Podczas konferencji Microsoftu i prezentacji Cyberpunk 2077 na targach E3 doszło do sympatycznego i wyjątkowo szeroko komentowanego (a także „memowanego”) wydarzenia. Keanu Reeves na okrzyk z publiki, że jest wspaniały („you are breathtaking”), odpowiedział zwrotnym komplementem. Twórcy gry postanowili odszukać fana, któremu zawdzięczamy tamten moment i zapewnili go, że w dniu premiery otrzyma edycję kolekcjonerską ich dzieła. Ten jednak miał inny pomysł.

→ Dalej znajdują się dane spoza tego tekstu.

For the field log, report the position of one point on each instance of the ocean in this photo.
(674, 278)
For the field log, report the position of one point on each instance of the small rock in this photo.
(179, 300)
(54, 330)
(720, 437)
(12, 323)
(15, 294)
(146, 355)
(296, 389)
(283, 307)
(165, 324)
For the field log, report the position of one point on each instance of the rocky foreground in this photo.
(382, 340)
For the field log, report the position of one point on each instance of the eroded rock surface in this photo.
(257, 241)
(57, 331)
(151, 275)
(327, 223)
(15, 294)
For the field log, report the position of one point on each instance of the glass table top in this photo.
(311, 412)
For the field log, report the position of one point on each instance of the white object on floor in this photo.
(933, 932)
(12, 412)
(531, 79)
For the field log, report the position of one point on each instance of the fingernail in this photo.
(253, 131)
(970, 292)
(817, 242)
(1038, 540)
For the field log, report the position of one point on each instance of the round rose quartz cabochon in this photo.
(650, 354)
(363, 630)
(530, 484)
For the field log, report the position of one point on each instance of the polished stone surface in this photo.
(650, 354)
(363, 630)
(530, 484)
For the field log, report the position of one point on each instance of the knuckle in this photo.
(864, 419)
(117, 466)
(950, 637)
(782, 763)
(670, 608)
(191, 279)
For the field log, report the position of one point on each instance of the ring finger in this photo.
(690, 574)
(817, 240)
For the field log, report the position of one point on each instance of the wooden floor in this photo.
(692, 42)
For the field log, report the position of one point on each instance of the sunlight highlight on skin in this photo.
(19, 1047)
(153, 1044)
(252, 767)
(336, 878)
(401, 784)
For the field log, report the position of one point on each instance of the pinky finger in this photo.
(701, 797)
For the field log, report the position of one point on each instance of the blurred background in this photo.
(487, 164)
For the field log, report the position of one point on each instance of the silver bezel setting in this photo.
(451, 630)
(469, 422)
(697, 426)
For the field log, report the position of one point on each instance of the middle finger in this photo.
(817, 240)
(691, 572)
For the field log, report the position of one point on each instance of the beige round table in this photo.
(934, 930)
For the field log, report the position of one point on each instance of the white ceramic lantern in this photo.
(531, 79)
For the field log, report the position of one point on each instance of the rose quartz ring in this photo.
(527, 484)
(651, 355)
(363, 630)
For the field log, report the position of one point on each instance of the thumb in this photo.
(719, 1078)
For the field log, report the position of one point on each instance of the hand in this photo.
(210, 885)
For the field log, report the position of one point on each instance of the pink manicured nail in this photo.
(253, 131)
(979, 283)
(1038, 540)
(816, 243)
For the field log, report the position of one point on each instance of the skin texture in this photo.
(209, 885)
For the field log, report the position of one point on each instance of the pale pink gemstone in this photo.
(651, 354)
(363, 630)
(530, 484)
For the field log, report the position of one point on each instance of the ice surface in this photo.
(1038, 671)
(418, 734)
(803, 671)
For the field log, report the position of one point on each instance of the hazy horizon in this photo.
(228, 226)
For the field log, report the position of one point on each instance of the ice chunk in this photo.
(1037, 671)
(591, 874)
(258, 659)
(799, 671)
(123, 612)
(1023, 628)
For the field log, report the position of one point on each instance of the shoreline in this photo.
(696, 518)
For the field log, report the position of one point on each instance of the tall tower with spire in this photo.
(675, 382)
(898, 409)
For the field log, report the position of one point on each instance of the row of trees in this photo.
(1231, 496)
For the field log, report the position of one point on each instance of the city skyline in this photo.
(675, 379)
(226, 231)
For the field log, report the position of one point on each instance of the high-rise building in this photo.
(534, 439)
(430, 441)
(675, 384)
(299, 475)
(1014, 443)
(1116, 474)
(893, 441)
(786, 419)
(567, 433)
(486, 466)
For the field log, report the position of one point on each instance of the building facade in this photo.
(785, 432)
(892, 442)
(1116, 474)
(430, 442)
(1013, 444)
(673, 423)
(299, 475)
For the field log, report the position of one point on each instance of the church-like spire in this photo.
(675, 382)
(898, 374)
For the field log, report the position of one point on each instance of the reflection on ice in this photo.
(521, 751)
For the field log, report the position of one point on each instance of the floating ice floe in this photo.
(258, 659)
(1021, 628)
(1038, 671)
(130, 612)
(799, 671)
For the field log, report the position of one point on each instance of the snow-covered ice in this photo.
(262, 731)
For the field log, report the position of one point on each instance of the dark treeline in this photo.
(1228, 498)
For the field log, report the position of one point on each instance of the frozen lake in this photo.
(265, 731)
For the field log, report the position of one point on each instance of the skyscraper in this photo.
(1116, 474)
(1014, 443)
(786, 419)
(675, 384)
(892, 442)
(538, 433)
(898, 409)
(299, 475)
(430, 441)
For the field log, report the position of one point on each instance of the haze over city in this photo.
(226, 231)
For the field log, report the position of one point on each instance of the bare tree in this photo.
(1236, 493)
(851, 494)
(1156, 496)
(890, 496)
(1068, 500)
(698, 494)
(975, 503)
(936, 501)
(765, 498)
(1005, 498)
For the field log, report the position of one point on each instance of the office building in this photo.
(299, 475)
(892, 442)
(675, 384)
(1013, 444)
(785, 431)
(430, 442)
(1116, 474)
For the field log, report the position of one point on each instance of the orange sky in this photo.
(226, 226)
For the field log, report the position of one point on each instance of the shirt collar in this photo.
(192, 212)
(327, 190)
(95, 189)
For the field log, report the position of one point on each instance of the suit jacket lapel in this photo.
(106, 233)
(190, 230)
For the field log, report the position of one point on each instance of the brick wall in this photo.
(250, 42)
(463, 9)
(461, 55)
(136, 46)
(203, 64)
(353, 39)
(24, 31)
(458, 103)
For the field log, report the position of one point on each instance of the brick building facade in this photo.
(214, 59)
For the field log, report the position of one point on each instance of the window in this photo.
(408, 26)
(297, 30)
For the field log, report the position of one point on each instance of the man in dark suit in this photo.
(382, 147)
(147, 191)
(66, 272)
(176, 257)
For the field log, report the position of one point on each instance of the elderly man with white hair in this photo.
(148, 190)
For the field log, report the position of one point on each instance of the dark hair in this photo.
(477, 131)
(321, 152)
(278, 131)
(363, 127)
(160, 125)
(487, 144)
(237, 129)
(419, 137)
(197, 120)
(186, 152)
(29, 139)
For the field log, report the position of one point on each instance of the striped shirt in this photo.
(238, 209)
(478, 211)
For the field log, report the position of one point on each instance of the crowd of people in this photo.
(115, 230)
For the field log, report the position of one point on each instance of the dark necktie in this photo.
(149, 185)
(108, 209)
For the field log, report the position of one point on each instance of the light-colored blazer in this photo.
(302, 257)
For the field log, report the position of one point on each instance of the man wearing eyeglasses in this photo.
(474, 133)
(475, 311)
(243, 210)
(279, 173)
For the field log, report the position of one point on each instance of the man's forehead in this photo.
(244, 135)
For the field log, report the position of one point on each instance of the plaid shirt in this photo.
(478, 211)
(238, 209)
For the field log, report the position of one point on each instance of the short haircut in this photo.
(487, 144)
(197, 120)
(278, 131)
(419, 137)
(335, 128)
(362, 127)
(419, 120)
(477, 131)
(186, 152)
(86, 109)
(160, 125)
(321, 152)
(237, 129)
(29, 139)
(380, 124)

Peter Sark napisał w publicznej wiadomości, że bardziej od gry dla siebie wolałby jedno stanowisko Go-Kart dla zaprzyjaźnionego szpitala. Jego inicjatywa spotkała się zarówno z pozytywnymi, jak i krytycznymi reakcjami. Pochwał chyba nie trzeba wyjaśniać, więc przejdźmy do zarzutów. Mężczyźnie zwracano uwagę, że formułując swoją propozycję publicznie, po prostu wymusza na firmie takie, a nie inne postępowanie. Zamiast przyjąć kosztowny prezent (250 dolarów), wyciąga od firmy kilkukrotnie większą sumę. Mowa o 3,5 tys. dolarów, czyli około 13 tys. złotych.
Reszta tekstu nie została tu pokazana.